Comment by William of MI
Miss California on Gay Marriage: The Saga Continues
Miss California said nothing about the basic rights gay couples deserve to have, whether they are called marriage or something else ["Do Obama and Miss California Have the Same Position on Gay Marriage? Sort of." usnews.com]. If she believed that gay people deserved those rights she surely would have said so in the two weeks since the event. Further, Obama's stance is pro-civil unions, not just "hospital visitation rights" but full equity, very unlike Carrie Prejean. What rights are called is a matter for debate, the denial of those rights is not a tenable position in our country—it is in fact bigotry. If you feel that way, fine, but embrace your bigotry. If you would stand in the door and deny a gay couple visitation rights or tax equity that you yourself expect then you can't use the "I have gay friends" to make yourself feel better.
Comment by Chris of AZ
When it comes to the issue of gay marriage, for better or for worse, Miss California has more personal integrity. She voiced her opinion and the basis for that opinion regardless of the potential fallout. On the other hand, I believe that my beloved president is secretly a whole-hearted supporter of marriage equality, but would not dare say so lest he lose the election. I'll readily admit that I give Obama a pass for what I believe to be a political lie. But, I give him this pass because the religious right has had a stranglehold on this nation's politics for the last eight years. And, I'll readily admit that I don't think Miss California should have won because I straight-up disagree with her opinion.

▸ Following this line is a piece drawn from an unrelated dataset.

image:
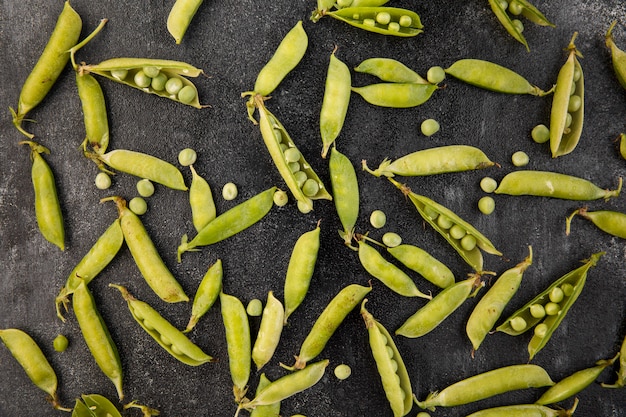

I take this position because I don't think that civil marriage equality should be up for debate or popular election. And, I take this position because I question the compassion of an educated woman from California whose assistants, supporters, and fans are predominantly gay. I question the character of a woman who can work so closely with members of the gay community and still not see that her personal religious beliefs are not what should dictate their right to marry.
Comment by Meryl of CA
President Obama gets the opportunity to be nuanced because he is an expert at controlling the questions. Ms. Prejean, on the other hand, was mugged by a hostile questioner and didn't have the experience to deal with it. Other than that, the content of their answers is the same—although it remains to be seen whether Mr. Obama's answers reflect his true beliefs.
Comment by Jeff of MD
I don't agree with Obama's position, but I'm of the camp that thinks it was a politically expedient position to take, versus a less popular full-marriage-equality position, and right before the election, too. Carrie Prejean's comments are puzzling and contradictory. She thinks its "great" that people in the United States have a "choice" for same sex marriage or heterosexual marriage, yet also indicated that according to her, they should not have a choice. What? Of course, most people don't have a choice, the legalities are a mess, and some voters, just to be mean and spiteful, I guess, also banned civil unions. It was right that Ms. Prejean lost the competition because Miss USA should at least be informed. Despite her confusion, Ms. Prejean will continue to impress the desperate conservative news [outlets], and she'll of course sign a book deal (though someone is going to have to help her there). She should be thanking Perez Hilton from the bottom of her heart for all the cash she's pocketing these days, because without Hilton, she wouldn't even have her 15 minutes.